Pour la majorité d’entre vous, vous me suivez depuis un moment sur Instagram, pour d’autres, vous me découvrez peut-être. Si vous êtes dans ce dernier cas, un petit tour sur ma présentation vous posera le contexte de ma vie d’autrice.
La seule chose à retenir, c’est que je rêve d’écrire et de faire publier un roman depuis mes 20 ans. J’ai écrit des séries littéraires (publiées), plus en tant que rédactrice qu’autrice (les scénarios n’étant pas de moi), et j’écris tous les jours puisque ça fait partie intégrante de mon travail dans le marketing et le SEO. Mais un roman ? Une histoire tout droit sortie de mon esprit sans passer par qui que ce soit d’autre que moi ? Je n’ai jamais réussi. Ce n’était pas faute d’idées, ça non. Le problème était plus subtil : je ne parvenais pas à organiser lesdites idées et à développer un scénario cohérent avec un début, un milieu et une fin.

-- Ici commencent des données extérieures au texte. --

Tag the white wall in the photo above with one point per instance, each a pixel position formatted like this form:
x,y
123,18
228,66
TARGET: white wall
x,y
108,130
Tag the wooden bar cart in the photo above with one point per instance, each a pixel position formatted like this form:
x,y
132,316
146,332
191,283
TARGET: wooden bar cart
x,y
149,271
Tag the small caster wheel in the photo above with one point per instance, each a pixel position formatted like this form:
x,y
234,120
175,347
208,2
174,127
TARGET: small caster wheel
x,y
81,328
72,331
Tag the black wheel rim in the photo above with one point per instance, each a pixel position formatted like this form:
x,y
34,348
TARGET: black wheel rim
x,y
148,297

Enfin ça, c’était avant. Avant fin 2024.
Mais comment j’ai fait ?
Le déclic a eu lieu en août 2023 quand j’ai découvert cette vidéo de Rachael Stephen sur le Plot Embryo. À cette époque, je venais de terminer une formation de scénariste, et même si elle m’avait beaucoup aidée à comprendre les techniques narratives et autres rouages du storytelling, j’étais toujours bloquée au même stade. Comment faire pour boucler un put*** de scénario ?

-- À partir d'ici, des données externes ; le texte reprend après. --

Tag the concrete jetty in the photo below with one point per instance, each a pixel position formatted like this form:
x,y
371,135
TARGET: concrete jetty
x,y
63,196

J’avais les connaissances, j’avais l’envie, j’avais les idées et je savais écrire, mais il me manquait les outils. Et ce n’était pas peu dire vu que mon cerveau de neuroatypique ne fonctionne pas comme les autres (sinon ce ne serait pas drôle). En bref, je me sentais comme un boulanger sans four à pain.
Vous le savez sans doute, Internet (Instagram et TikTok en tête) regorge de conseils d’écriture et de méthodes soi-disant miracles pour écrire un best-seller en 24 heures (j’exagère à peine). Et désespérée que j’étais, j’ai très souvent donné du crédit à ces contenus et aux discours de certaines personnes qui gravitaient autour de moi. Mais la vérité, c’est que l’écriture est un processus si personnel que les conseils des uns ne fonctionneront pas avec d’autres, que les techniques des uns seront inefficaces avec d’autres, etc. En bref, c’est un joli ramassis de bullshit. Aujourd’hui, j’en suis sûre, écouter tous ces gens m’a fait perdre un temps fou (des années même). Et ça ne vaut pas que pour l’écriture, mais passons.
Le Plot Embryo a donc débarqué de nulle part dans ma vie, et surtout, il a donné ses premiers résultats dès que j’ai compris comment il fonctionnait. Eurêka ! Je tenais la base de mon four à pain.
Kessessé le Plot Embryo ?
Le Plot Embryo est un outil narratif inspiré du voyage du héros de Joseph Campbell. Attention, ce n’est pas le seul nom de cette approche créative. Si c’est l’appellation que Rachael Stephen et d’autres lui donnent, il s’agit ni plus ni moins que du Story Circle créé par Dan Harmon, le scénariste de Community et Rick & Morty. J’alternerai donc entre ces deux termes dans la suite de cette newsletter (et ça m’arrange, parce que je suis une toquée des répétitions).
La méthode se compose de 8 étapes qui forment un cercle narratif complet.
La zone de confort → Le personnage est dans son environnement habituel.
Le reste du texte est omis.